Lorcan Ward, a metal musician, joins a long line of fans who have created music inspired by the Warhammer 40k universe
Lorcan Ward, a Warhammer 40k fan and metal musician, released ‘The Wolves of Fenris,’ a metal track inspired by the grim darkness of the 41st millennium, on Thursday via YouTube and Spotify. Ward’s second piece of unofficial 40k music is a classic piece of power metal from the boastful perspective of the Warhammer 40k Space Wolves.
According to Ward’s track notes, it’s “a song that would serve as a drinking song but also as a battle cry. “It’s written from the perspective of the Space Wolves Space Marine legion during and after the Horus Heresy civil war when they earned their reputation as the Emperor of Mankind’s executioners.
Ward’s first 40k track, ‘Unbreakable,’ is about the Asta Militarum defending the Cadian Gate against the Chaos Space Marines.
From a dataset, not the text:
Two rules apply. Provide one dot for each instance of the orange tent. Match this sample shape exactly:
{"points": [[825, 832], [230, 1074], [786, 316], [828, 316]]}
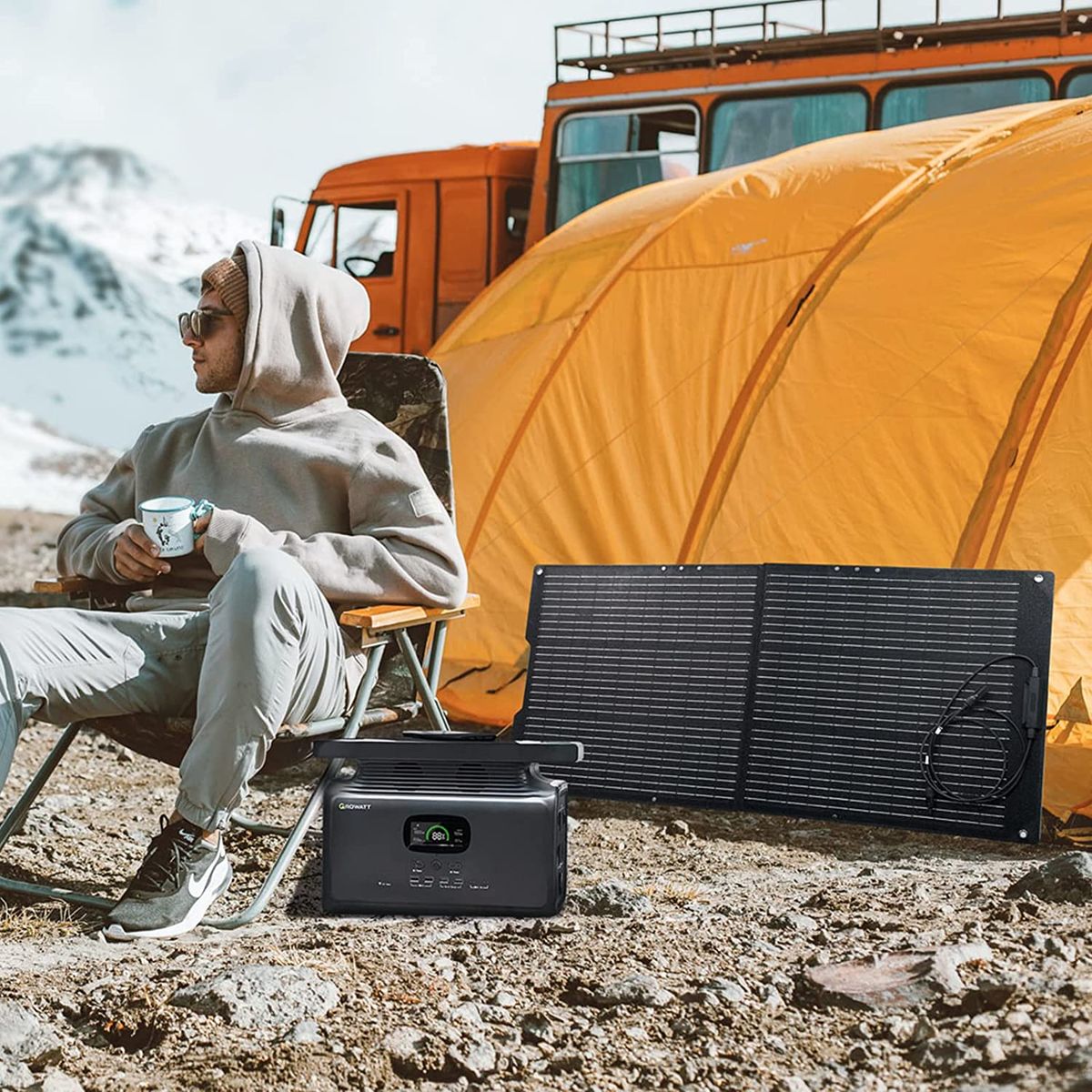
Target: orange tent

Despite the fact that both songs are blood-pumping power metal arrangements, Ward claims that “Unbreakable was all about honour,” whereas Wolves of Fenris “is about tearing down those ideals.”
Currently, the only source of official Warhammer 40k music is the soundtracks to Warhammer 40k PC or console games. Guillaume David’s score for Mechanicus, a game similar to XCOM about Adeptus Mechanicus Tech Priests robbing a Necron tomb world, is a fantastic blend of synths, choral singing, ambient electronica, and a real church organ. Jasper Kyd’s Darktide music blends religious music with industrial electronica to great effect.
Games Workshop had its own, short-lived music label, Warhammer Records, in the early 1990s. The majority of the bands simply released music as usual, with Warhammer 40k cover art, D-Rok’sOblivion, and Saxon’s UK release of Forever Free being the most well-known, but Bolt Thrower’s Realm of Chaos was themed around the Warhammer 40k universe.
For the original special edition of Dan Abnett’s Warhammer 40k book Traitor General, Black Library commissioned musician John Bergin to create a soundtrack album. It’s a haunting blend of noise, metal, military marches, and bagpipes.